福田正博が「久保裕也の台頭と日本代表の年齢バランス」について考える (3ページ目)
一方で、攻撃陣で抜群の働きを見せたのが23歳の久保裕也だ。代表初先発となった昨年11月のサウジアラビア戦は、試合中に負ったケガの影響もあって本領を発揮できずにピッチを去ったが、今回の2試合では2ゴール3アシスト。日本代表の全6得点のほぼすべてに絡む活躍で、今年1月末に移籍したベルギーリーグのヘントで7試合5ゴールを挙げる好調ぶりを代表でも示してくれた。
彼のよさは、プレーの決断が速いことにある。ボールを受けてから、どういったプレーをするかに迷いがない。ゴールを狙える場所でボールを受けたら、最初の選択肢がシュートで、無理ならパス。サイドで受けたらクロス。そういったシンプルな考えが、彼のプレーからは伝わってくる。実際に、タイ戦後に本人に聞いてみたところ、「シンプルなプレーを心がけている」という答えが返ってきた。

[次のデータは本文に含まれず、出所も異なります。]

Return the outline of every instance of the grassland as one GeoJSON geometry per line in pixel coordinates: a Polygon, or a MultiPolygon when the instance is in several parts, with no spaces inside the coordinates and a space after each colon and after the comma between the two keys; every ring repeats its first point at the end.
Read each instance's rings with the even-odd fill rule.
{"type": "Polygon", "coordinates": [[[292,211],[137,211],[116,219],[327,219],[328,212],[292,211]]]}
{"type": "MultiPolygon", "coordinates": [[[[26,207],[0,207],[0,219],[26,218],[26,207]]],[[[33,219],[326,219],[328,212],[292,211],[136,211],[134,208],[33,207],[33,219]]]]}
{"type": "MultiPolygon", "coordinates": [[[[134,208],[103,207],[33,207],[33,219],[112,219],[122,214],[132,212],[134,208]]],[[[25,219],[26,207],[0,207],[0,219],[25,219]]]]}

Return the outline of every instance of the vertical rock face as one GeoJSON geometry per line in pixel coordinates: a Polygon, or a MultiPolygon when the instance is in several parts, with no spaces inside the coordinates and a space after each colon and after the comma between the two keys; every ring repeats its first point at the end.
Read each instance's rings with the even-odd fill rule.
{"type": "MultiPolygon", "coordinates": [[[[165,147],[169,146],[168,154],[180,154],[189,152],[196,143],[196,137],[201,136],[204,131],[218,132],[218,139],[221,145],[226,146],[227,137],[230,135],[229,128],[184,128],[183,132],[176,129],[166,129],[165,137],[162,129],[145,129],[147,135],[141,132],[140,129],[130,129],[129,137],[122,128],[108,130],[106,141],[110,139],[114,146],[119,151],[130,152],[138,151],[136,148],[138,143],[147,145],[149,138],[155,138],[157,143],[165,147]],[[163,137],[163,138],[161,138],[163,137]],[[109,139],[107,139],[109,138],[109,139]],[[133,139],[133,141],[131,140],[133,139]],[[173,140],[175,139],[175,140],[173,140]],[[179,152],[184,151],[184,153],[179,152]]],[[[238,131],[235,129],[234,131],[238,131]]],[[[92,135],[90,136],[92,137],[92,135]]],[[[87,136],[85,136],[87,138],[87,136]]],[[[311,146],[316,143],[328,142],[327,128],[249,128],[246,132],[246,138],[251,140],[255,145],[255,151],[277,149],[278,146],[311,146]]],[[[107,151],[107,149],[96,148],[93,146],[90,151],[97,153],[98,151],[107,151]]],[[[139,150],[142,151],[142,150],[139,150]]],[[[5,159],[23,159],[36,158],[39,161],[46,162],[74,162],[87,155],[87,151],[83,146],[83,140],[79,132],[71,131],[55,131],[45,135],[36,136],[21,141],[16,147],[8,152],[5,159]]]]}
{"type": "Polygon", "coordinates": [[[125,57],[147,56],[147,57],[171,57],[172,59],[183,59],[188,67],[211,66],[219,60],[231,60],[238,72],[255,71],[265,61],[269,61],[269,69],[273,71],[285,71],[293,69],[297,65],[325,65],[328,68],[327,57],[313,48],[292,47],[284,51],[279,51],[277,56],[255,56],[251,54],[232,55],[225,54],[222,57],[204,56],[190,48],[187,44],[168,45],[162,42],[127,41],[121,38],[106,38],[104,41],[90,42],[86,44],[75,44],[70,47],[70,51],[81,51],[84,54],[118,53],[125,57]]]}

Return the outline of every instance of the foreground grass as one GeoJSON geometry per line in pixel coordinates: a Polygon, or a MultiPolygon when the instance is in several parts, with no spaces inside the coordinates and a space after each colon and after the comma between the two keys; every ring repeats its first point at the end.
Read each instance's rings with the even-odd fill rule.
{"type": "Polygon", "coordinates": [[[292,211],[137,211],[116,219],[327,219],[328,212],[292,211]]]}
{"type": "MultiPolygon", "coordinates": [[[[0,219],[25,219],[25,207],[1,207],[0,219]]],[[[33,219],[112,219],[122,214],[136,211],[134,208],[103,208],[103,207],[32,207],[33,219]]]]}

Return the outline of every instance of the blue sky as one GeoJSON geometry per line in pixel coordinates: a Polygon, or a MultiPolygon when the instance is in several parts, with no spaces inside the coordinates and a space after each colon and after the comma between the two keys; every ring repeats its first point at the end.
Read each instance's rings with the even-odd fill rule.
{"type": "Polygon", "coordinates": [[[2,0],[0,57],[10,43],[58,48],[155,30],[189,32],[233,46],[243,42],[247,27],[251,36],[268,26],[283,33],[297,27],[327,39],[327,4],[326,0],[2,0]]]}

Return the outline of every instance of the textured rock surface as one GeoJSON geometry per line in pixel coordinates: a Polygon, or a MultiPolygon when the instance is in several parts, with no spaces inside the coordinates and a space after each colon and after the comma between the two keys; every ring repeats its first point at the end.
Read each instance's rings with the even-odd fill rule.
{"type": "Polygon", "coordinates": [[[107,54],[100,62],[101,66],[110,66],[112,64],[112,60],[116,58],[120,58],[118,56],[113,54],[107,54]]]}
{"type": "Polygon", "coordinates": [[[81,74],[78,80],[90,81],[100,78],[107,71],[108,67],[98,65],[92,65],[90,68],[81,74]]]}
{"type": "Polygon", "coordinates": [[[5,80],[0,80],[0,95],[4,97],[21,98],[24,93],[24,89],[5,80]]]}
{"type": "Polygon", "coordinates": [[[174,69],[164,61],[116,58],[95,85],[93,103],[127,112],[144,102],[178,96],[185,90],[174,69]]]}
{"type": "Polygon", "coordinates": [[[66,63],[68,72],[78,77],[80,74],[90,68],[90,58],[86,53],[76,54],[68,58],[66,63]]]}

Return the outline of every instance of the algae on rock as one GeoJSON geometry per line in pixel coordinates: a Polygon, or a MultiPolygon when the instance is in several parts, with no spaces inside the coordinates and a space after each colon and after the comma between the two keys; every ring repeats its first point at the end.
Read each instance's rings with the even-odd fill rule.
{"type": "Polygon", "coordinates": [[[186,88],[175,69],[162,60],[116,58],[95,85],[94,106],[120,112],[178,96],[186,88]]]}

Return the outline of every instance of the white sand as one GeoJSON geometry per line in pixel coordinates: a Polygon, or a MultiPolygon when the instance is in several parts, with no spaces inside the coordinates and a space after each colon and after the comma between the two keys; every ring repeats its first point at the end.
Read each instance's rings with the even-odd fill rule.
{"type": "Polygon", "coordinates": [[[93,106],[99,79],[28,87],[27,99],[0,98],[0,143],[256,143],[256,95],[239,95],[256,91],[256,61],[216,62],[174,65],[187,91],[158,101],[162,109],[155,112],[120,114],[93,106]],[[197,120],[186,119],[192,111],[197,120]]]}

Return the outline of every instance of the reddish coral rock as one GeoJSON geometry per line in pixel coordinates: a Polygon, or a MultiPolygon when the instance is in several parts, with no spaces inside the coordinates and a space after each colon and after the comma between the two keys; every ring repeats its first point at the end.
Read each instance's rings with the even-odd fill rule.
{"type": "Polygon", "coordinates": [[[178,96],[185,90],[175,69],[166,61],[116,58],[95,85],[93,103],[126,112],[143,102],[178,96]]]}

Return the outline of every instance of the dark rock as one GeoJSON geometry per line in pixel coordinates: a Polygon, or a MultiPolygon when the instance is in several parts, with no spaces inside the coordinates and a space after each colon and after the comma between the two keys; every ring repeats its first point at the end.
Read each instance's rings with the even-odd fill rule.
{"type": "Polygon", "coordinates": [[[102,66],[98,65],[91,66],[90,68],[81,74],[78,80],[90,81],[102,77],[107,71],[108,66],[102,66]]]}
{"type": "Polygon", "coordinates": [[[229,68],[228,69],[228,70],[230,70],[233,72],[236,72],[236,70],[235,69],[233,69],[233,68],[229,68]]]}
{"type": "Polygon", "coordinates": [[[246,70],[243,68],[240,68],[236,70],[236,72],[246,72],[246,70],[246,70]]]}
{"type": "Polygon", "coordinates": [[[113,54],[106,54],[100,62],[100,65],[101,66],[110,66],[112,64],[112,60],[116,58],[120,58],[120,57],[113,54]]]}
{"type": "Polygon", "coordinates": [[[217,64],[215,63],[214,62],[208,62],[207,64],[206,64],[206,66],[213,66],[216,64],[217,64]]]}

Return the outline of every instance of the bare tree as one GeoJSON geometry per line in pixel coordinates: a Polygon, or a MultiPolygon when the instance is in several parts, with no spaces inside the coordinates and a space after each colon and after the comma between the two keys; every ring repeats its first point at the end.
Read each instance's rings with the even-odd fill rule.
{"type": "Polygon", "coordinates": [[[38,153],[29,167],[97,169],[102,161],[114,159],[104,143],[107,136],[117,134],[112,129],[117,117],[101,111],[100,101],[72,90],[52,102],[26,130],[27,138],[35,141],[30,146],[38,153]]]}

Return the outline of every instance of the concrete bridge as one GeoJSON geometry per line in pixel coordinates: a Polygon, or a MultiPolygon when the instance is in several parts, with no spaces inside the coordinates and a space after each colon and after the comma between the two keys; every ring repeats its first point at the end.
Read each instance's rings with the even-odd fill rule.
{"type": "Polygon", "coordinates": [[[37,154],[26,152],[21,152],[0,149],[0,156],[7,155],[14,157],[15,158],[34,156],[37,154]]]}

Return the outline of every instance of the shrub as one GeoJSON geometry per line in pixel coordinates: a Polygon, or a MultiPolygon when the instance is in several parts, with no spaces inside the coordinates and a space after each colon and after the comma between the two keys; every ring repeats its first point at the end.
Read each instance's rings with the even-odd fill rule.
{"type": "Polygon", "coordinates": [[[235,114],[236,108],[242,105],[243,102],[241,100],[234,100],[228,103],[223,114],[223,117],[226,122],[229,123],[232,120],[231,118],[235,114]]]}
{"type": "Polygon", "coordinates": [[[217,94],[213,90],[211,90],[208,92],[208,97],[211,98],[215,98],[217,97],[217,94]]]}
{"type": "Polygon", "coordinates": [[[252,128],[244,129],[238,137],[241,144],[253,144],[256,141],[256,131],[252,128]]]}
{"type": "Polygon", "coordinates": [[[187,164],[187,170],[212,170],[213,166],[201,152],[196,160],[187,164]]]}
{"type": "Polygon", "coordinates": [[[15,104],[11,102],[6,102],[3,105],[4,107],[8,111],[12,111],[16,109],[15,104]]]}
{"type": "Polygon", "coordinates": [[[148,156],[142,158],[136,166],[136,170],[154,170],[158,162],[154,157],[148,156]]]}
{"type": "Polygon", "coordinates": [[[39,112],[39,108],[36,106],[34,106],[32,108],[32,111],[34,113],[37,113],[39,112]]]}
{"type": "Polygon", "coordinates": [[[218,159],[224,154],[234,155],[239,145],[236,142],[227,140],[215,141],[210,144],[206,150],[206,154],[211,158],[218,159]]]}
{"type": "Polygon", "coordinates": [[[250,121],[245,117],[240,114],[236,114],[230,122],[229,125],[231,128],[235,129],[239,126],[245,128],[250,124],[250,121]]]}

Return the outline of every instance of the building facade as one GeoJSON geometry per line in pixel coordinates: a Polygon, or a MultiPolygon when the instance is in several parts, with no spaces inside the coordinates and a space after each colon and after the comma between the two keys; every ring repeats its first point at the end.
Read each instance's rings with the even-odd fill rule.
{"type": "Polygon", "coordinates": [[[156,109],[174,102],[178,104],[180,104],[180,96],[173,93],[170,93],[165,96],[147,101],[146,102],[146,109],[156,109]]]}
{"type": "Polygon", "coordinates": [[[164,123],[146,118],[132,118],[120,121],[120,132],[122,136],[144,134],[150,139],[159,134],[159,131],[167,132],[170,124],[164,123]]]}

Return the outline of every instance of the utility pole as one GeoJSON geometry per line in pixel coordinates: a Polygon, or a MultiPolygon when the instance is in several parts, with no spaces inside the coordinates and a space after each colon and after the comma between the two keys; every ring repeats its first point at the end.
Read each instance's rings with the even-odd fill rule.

チームメイトも久保の次のプレーを予測しやすいため、フォローやサポートに動きやすいというメリットがある。クラブチームと違い、一緒に活動できる時間が限られる代表チームでは、久保のように新たに招集された選手が周囲と連携を深める時間は短い。そのため、久保がわかりやすいプレーをすることで周囲が動きやすくなり、チームにいい連動性が生まれた。